Technology in Wartime conference remarks
Writing today from the CPSR conference on technology in wartime. The conference speakers all make interesting points that with increasing technological change, the boundary between peacetime and wartime becomes more and more blurred. Cindy Cohn from the EFF presented about the EFF's case against AT&T with regards to AT&T's compliance with warrantless wiretapping. She made the key point that even if the NSA/AT&T plan program for warrantless wiretapping happened to be right and legal during wartime (a consideration just for the sake of argument), that nevertheless the way in which the system is being built is permanent. Therefore there's no way the NSA/AT&T plan can make a claim for legitimacy based on wartime-only use. And the new infrastructure makes sure that non-wartime can never return.
Another thread of the day has been the question of whether the north American public is too un-concerned with the prospects of cyber warfare. Some speakers feel that the public will need a cyber-equivalent to Pearl Harbor in order to develop an ingrained sense of vulnerability. Other speakers, notably Herb Lin from the National Academy of Science, say that another way to look at it is to see that the cyber-Pearl Harbor is already happening, it's just happening too slowly for most people to notice. Keynote speaker Bruce Schneier expressed the opinion that a computer crash, or hack, may have started the snowball that led to the August '04 blackout that hit the whole Northeast U.S.
Throughout the day's talks, "wartime" is consistently presented and conceived as state-based conflict, and the several speakers with ties to U.S. government have naturally presented the ethical and strategic problems facing fighters of cyber-war in very national/istic terms. Quite understandable, of course. But it nevertheless feels a little odd to me in the context of the history of broadly-conceived civil liberties and populist movements (both domestic and international) from which the discourse of social responsibility emerges. Luckily CPSR founder Terry Winograd wound up the day, and had the presence of mind to speak for many about the alternate view. Whereas many speakers of the day took war for granted, Winograd was the only one to explicitly state that we should always question the wars themselves, not just how computer professionals can make war "better."
Leading to that remark, the most unsettling panel today was the morning session on the possibility of programming ethics into robots in battlefields and robot soldiers. All three panelists, one right after the other, expressed no contrary opinions, instead merely varying degrees of optimism about the hope that robots can ultimately be more ethical soldiers than human beings (!!!!).
On an up note, everyone should go to stopthespying.org and submit their picture to be counted in the battle against NSA spying. As Cindy Cohn pointed out: the U.S. government behaves as if a public consensus in favor of government spying exists, when in fact it does not! And the EFF's remedy is to create a literal picture of the constituency against spying. --MSP
Another thread of the day has been the question of whether the north American public is too un-concerned with the prospects of cyber warfare. Some speakers feel that the public will need a cyber-equivalent to Pearl Harbor in order to develop an ingrained sense of vulnerability.
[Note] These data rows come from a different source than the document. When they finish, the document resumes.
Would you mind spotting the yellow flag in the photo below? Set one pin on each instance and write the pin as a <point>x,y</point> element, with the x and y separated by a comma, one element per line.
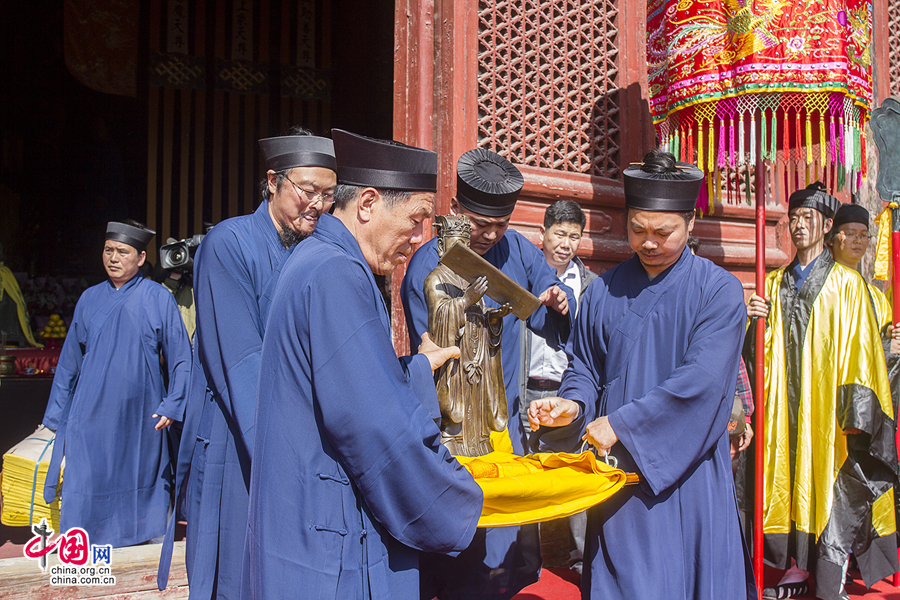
<point>539,487</point>
<point>883,246</point>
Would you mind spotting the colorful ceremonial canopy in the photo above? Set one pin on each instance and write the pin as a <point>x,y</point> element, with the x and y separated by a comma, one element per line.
<point>788,80</point>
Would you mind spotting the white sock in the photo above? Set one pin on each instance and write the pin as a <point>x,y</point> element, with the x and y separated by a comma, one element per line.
<point>794,574</point>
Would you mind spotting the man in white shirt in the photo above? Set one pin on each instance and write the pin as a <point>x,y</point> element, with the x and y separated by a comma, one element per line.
<point>543,367</point>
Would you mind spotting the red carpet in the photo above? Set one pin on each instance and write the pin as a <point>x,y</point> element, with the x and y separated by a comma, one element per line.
<point>555,584</point>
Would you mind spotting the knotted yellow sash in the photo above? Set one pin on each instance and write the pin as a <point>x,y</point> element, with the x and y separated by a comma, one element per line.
<point>519,490</point>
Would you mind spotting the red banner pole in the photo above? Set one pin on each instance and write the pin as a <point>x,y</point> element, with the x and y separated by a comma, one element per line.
<point>895,305</point>
<point>759,385</point>
<point>895,262</point>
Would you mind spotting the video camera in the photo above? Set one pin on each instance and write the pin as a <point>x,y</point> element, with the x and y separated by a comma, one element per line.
<point>180,254</point>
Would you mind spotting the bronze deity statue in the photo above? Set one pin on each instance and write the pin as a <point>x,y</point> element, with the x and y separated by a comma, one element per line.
<point>471,388</point>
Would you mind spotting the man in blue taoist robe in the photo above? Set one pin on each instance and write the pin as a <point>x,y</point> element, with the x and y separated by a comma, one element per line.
<point>109,405</point>
<point>653,363</point>
<point>502,560</point>
<point>350,477</point>
<point>235,271</point>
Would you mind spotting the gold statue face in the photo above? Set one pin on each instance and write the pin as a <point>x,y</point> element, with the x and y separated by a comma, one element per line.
<point>452,229</point>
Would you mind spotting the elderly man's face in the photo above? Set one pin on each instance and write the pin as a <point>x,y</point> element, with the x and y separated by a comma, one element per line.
<point>486,231</point>
<point>122,262</point>
<point>658,238</point>
<point>807,226</point>
<point>293,204</point>
<point>394,233</point>
<point>560,243</point>
<point>850,243</point>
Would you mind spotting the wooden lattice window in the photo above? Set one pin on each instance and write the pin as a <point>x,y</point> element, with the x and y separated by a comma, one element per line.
<point>894,45</point>
<point>548,84</point>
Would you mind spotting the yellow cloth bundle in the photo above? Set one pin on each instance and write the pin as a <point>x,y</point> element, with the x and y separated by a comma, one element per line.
<point>24,470</point>
<point>539,487</point>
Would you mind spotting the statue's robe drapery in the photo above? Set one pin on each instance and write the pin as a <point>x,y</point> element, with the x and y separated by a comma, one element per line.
<point>827,493</point>
<point>470,389</point>
<point>350,478</point>
<point>660,359</point>
<point>502,560</point>
<point>107,386</point>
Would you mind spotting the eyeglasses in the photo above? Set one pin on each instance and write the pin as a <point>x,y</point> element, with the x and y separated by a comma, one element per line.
<point>313,196</point>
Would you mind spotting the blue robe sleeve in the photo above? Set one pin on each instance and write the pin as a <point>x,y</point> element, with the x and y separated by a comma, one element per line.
<point>68,369</point>
<point>412,292</point>
<point>385,439</point>
<point>670,428</point>
<point>176,349</point>
<point>228,329</point>
<point>582,378</point>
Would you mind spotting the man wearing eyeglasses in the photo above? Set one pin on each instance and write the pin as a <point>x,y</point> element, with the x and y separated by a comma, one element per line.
<point>235,271</point>
<point>830,455</point>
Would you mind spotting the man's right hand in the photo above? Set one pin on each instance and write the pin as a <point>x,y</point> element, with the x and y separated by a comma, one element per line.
<point>757,307</point>
<point>551,412</point>
<point>475,291</point>
<point>435,354</point>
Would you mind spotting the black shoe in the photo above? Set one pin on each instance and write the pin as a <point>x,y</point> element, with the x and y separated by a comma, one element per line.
<point>787,590</point>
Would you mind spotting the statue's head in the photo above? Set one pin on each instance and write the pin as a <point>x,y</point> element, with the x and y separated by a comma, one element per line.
<point>450,230</point>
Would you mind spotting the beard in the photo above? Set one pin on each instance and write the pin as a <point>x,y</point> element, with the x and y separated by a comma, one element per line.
<point>288,236</point>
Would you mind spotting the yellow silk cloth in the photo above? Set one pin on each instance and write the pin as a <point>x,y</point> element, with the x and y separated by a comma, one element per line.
<point>539,487</point>
<point>22,482</point>
<point>842,347</point>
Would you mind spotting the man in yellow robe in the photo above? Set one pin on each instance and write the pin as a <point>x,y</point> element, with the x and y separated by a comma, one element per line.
<point>830,455</point>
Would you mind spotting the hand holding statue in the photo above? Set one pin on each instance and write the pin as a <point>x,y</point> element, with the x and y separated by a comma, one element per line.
<point>162,423</point>
<point>475,291</point>
<point>555,298</point>
<point>600,435</point>
<point>435,354</point>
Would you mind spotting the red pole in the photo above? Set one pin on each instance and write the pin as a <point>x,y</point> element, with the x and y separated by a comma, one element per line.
<point>895,305</point>
<point>895,263</point>
<point>760,372</point>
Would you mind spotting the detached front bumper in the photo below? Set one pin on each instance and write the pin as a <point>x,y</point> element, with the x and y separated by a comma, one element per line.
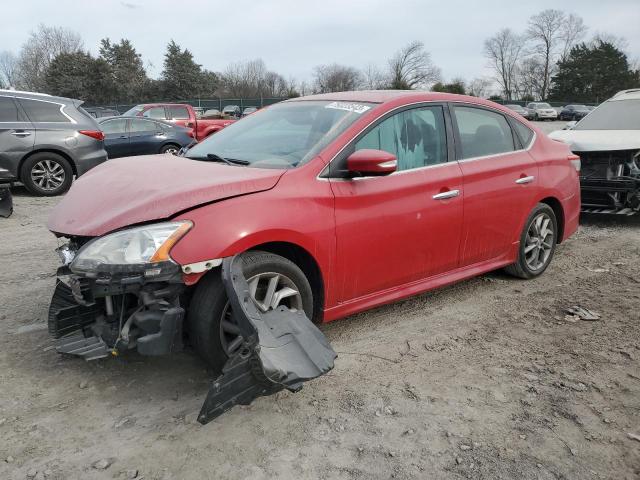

Other speakers, notably Herb Lin from the National Academy of Science, say that another way to look at it is to see that the cyber-Pearl Harbor is already happening, it's just happening too slowly for most people to notice. Keynote speaker Bruce Schneier expressed the opinion that a computer crash, or hack, may have started the snowball that led to the August '04 blackout that hit the whole Northeast U.S.
Throughout the day's talks, "wartime" is consistently presented and conceived as state-based conflict, and the several speakers with ties to U.S. government have naturally presented the ethical and strategic problems facing fighters of cyber-war in very national/istic terms. Quite understandable, of course. But it nevertheless feels a little odd to me in the context of the history of broadly-conceived civil liberties and populist movements (both domestic and international) from which the discourse of social responsibility emerges. Luckily CPSR founder Terry Winograd wound up the day, and had the presence of mind to speak for many about the alternate view. Whereas many speakers of the day took war for granted, Winograd was the only one to explicitly state that we should always question the wars themselves, not just how computer professionals can make war "better."
Leading to that remark, the most unsettling panel today was the morning session on the possibility of programming ethics into robots in battlefields and robot soldiers. All three panelists, one right after the other, expressed no contrary opinions, instead merely varying degrees of optimism about the hope that robots can ultimately be more ethical soldiers than human beings (!!!!).
On an up note, everyone should go to stopthespying.org and submit their picture to be counted in the battle against NSA spying. As Cindy Cohn pointed out: the U.S. government behaves as if a public consensus in favor of government spying exists, when in fact it does not! And the EFF's remedy is to create a literal picture of the constituency against spying. --MSP
1 Comments:
I agree Megan. Cognitive dissonance was the theme of the day for me. It vacillated between odd, eery panels showing off military technologies (and one where the speaker had a decidedly odd/non-web2.0 perspective on "social networking"), unmanned aerial vehicles etc with much more contextual, socially responsible panels (like the one with Patrick Ball, Nick Mathewson and Cindy Cohn and the last one with Barbara Simons, Terry Winograd, and Jeff Ubois) discussing the ethics and societal impacts of technologies.